Pipeline funding questioned

By Jack King

Federal and state officials raised questions Wednesday about some eastern New Mexico communities’ ability to pay for their share of the renewable water delivery system proposed by the Eastern New Mexico Rural Water Authority.
The authority has been created to develop a pipeline project to distribute water from Ute Reservoir to communities in Curry, Quay and Roosevelt counties.
U.S. Bureau of Reclamation and the state Interstate Stream Commission comments came during a discussion at an ENMRWA board meeting in Melrose of the project’s conceptual design report being developed by Roswell-based Smith Engineering Co.
Miguel Rocha, a planning team member with the Bureau of Reclamation, told the board that a more rigorous analysis of each participating community’s ability to pay should be included in the report.
“When you look at the project as a whole, on a regional basis, it’s viable.
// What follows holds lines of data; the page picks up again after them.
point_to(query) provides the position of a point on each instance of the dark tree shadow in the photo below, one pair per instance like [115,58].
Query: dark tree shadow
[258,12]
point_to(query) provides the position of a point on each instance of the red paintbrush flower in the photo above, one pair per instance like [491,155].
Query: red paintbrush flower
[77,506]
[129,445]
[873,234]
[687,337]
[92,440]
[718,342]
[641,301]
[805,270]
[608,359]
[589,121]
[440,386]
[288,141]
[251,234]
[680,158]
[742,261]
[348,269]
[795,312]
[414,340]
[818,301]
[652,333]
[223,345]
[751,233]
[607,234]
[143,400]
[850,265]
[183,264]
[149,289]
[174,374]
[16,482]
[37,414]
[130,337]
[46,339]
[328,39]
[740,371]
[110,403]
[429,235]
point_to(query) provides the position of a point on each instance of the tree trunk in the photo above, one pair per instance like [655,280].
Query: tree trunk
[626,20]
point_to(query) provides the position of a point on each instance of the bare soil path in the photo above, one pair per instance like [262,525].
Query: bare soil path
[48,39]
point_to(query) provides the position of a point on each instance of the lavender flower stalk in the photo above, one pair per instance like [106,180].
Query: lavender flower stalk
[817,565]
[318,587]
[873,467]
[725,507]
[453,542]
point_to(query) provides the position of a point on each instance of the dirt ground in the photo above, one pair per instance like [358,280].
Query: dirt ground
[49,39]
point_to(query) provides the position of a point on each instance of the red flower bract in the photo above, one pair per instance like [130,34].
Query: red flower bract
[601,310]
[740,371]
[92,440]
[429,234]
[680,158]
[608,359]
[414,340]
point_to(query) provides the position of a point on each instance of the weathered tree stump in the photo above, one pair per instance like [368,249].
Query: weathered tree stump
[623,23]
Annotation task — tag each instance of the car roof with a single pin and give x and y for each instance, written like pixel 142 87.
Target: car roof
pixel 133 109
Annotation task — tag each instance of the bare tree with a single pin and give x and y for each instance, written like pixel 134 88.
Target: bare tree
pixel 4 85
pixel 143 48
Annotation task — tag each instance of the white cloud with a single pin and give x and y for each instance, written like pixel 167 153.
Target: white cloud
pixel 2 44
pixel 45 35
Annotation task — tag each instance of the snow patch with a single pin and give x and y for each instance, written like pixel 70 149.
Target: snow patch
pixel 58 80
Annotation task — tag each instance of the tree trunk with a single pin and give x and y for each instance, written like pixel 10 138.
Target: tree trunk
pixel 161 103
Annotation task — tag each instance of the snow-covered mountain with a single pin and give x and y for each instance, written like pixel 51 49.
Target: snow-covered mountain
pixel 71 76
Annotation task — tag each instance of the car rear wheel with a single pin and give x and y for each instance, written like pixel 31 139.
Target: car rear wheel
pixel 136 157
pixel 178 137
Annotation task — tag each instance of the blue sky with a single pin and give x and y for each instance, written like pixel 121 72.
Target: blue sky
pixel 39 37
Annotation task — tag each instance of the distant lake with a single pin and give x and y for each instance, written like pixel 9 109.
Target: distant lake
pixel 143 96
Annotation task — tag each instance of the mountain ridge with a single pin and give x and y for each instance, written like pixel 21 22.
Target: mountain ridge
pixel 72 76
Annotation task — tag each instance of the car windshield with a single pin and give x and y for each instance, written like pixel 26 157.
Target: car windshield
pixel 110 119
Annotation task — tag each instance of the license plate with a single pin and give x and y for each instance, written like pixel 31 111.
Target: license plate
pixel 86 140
But when you it break down to the individual communities, some can’t afford it,” Rocha said.
He said the ENMRWA-founded study states that $2.6 to $4.9 million for the project will be obtained from commercial water users in the counties, in addition to money from communities’ taxes and water bills. While the study distributes commercial users’ contributions throughout the three counties, most of the commercial users are located in Clovis, Portales and Tucumcari, he said.
The financial problems could occur when small communities struggle to pay their share of the project’s operation and maintenance costs after it goes on line, Rocha said.
For example, Melrose, which has enacted a one-quarter percent gross receipts tax increase to help pay for its costs, would have to raise gross receipts taxes by between 4 and 15 percent to fully cover the costs, even when a percentage of the area’s total commercial capability is added to those payments, he said.
Doug Murray of the Interstate Stream Commission said his agency has reached the same conclusion.
“Melrose would need to raise meter rates by $40 a month over a period of years to cover its share,” he said.
Rocha said there are several options to pursue for additional funding for the project.
“There could be increased federal cost sharing, increased cost sharing by those communities who do have the ability to pay, and the state might decide to kick in some money,” he said.
However, he added, it is unlikely the federal government would pay operation and maintenance costs.
Clovis Mayor David Lansford said there is actually good news in Rocha’s comments, because they justify the board’s request for an “80/10/10” funding mechanism for the project, with 80 percent funding from the federal government, 10 percent from the state and 10 percent from the ENMRWA.
He added that communities also might sell water to a commercial users and apply the proceeds to their costs.
Board member Darrell Bostwick of Melrose said he agrees with Rocha that funding is a problem for many communities.
“I think most communities have some capacity, but I don’t know what each can do. It might not be enough. We’ll have to utilize everything available to us to participate in the project,” he said.
But, he said, if the project fails “eventually we will be without water and we will wind up as a ghost town, like some others.”